Bu sebeple ABD postallarının Yemen’e değeceğini düşünmüyorum. Çünkü daha önce Afganistan ve Irak’ta verdiği zayiatlar halk içinde ve iç politikasında çok sert eleştirilere sebep olmuştu.
Hava saldırıları ile Husi’leri bitirmek mümkün mü? O da çok mümkün durmuyor. Çünkü Husi’lerin yer üstünde olduğundan fazla yer altında sığınağı var.
Yani ya İsrail’in Lübnan örneğinde olduğu gibi çok büyük bombalarla yer altındaki sığınakları yok etmek için orantısız güç uygulayarak katliam yapacak, ya da bu savaş da senelerce sürecek.
Burada bilinesi gereken bir gerçek var.
Bu kez olayda İsrail’e yaptığı gibi koruyucu abilik yapan ABD yok. Burada direk olarak ABD sahada.

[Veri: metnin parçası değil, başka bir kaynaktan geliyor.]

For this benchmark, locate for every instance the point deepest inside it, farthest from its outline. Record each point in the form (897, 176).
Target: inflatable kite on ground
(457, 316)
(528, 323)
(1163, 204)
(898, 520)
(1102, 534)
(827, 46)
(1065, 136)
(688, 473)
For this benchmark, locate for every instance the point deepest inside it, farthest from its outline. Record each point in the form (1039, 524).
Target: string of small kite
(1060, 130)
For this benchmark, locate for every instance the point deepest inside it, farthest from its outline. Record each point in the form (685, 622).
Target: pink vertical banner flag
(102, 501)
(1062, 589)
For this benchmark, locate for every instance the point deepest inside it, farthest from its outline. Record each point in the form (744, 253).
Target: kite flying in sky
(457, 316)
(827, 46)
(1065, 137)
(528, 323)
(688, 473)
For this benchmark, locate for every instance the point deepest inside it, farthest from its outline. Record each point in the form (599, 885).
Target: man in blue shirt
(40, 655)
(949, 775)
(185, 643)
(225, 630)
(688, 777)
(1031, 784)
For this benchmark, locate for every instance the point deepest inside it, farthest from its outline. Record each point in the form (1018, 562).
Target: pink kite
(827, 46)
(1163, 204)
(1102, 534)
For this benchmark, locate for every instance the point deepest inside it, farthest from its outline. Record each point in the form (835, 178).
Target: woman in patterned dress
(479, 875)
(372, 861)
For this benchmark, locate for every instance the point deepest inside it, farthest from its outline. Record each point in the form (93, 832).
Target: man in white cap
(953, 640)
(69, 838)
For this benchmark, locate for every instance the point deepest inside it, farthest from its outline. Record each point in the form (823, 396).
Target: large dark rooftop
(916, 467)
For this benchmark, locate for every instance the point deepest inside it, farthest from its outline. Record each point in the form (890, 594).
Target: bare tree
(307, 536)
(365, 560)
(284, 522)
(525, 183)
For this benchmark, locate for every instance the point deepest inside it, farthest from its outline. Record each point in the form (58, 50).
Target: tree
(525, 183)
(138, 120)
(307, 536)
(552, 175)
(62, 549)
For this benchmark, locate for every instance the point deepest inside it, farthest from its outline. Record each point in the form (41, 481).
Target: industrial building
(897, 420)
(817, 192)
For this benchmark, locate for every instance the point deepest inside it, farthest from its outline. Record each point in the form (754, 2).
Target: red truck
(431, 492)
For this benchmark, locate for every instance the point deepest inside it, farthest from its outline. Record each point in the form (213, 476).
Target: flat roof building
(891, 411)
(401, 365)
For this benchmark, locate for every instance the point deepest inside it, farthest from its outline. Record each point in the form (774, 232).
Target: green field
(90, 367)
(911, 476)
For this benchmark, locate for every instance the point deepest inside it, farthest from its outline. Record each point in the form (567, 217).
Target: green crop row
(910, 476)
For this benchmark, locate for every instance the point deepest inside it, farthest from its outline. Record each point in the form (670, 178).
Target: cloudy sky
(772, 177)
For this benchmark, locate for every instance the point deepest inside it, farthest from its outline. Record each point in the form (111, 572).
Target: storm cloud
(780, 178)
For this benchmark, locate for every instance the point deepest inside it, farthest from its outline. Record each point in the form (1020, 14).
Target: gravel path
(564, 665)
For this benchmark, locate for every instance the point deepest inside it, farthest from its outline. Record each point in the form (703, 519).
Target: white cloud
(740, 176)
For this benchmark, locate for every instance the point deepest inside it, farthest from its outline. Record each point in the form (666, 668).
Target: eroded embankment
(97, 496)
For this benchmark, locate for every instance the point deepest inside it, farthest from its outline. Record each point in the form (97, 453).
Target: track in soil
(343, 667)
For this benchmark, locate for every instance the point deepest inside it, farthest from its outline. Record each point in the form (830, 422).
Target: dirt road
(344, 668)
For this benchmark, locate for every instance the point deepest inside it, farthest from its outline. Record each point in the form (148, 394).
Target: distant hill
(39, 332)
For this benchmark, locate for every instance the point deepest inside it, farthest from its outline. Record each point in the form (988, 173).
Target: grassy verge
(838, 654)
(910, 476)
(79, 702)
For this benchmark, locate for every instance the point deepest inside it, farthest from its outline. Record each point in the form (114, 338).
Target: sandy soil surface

Yani olası savaşın büyümesinde arabuluculuk değil, daha büyük dengelerin savaşa dahil olma durumunda direk sahada olduğu için ya daha orantısız güç kullanmak zorunda kalacak ya da bir yolunu bulup savaşı bitirmek için geri adım atacak.
ABD’de Ukrayna savaşında hem maddi hem askeri teçhizat yönünde zayiatlar verdiği düşünülürse büyüyecek olası bir savaşı göze alabilir mi? Emin değilim!
Ama Trump’ın karakter yapısını düşünürsek geri çekilme seçeneği de mümkün görünmüyor.
İlerleyen günler diğer sürecin nereye kadar ilerleyeceğini elbette bize gösterecek ama şu anki konjonktür gösteriyor ki Yemen’de Trump hırsını ve egosunu tatmin edene kadar binlerce sivilin öleceği yönünde!